When she finally decide to come give me the money she don’t say nothing to me. She just walk over to the door where I am standing, but when she get close to me I step outside. So she follow me, and when it just the two of us on the porch I say to her, ‘I know I not got no place complaining ’bout how you treat me this week. I just wondering how much longer you going carry on like this.’

She staring out into the dark yard and after some long while she say to me in this calm, cold voice, ‘I only ever ask you for one thing and you do it, and that was a piece of business for both of us. That is how it started. It didn’t start out as personal, but I dunno what happen. Maybe it was because of how patient you was, sitting there drinking tea and doing your handiwork, till in the end it was me that had to give you permission to make a move. You are the only man I ever know like that. Every other man I know just want to jump me the minute he clap eyes on me. That is how it been for me my whole life.’

All that is there in the silence between us is the click of a cricket here and there. So I just wait because I can feel that she got more to say.

‘When I find out you going marry Fay Wong I almost couldn’t believe it. It was like I must have dreamed it when I thought you had some feeling and respect for me. Not that a woman in my position can have much to say ’bout respect. But it hurt. It hurt bad because the worst thing about it was it put me in my place. It told me who I really am to you. Your three-time-a-week whore.’

I grab her shoulder and turn her ’round.

‘Gloria, it not like that. It not like that at all.’

And she look me in the face and say, ‘How is it then, Pao?

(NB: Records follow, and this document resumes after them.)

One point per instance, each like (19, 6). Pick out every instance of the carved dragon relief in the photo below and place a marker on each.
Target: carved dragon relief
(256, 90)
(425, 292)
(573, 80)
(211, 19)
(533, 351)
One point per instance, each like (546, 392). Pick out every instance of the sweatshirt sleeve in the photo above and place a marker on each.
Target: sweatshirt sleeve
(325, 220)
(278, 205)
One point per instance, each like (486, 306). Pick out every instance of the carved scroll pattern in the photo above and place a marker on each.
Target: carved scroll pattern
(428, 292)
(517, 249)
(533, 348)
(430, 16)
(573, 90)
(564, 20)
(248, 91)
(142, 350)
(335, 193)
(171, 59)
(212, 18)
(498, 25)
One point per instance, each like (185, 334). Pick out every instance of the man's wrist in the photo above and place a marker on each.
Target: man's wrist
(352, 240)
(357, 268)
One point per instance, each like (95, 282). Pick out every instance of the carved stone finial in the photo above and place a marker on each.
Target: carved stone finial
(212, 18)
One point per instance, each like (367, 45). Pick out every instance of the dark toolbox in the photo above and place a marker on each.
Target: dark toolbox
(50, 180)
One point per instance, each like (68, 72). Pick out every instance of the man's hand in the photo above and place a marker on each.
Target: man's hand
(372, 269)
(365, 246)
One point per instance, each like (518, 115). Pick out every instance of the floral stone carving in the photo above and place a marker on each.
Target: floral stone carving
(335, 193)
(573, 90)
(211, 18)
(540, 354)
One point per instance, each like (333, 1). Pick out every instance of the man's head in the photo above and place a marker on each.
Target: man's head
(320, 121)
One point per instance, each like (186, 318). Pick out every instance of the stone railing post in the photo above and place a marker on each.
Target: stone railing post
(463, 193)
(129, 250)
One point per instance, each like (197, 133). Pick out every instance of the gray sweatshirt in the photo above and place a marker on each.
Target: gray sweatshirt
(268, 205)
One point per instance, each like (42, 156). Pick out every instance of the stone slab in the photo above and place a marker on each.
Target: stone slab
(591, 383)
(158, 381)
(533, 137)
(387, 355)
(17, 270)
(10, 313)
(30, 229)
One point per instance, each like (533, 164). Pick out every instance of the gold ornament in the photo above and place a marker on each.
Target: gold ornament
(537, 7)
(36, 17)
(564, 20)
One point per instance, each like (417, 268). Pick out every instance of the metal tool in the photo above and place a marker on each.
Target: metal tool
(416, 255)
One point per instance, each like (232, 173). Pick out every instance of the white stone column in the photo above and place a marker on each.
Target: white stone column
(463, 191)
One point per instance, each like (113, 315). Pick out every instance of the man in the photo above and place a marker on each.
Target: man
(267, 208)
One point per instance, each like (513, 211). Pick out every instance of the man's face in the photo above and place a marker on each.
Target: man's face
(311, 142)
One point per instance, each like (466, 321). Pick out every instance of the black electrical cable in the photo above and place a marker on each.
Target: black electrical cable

What is it like?’

‘It is like –’ and I stop because I really have to think what I am going to say to her. ‘It is like every day you go out and you see this independent, strong, beautiful animal. Maybe something like a tiger, and you happy with that, but everybody tell you that a grown man got to have him something to keep at home. He can’t be out every day chasing after some tiger that is going about her own business. And you think yes, so you go get yourself a cage and you get the tiger and you put it in there. And maybe you happy for a while but it not long before you start to think well this tiger just sitting there every day now, waiting for me to feed it, and clean out the cage, and entertain it and tend to it when it sick. It don’t do nothing for itself no more. And after a while it start to vex you because it nothing like the animal that you used to see running free and full of life. Now it just lazy and dead. Yu no get no pleasure from it no more, but you have to live with that because is you that kill it.’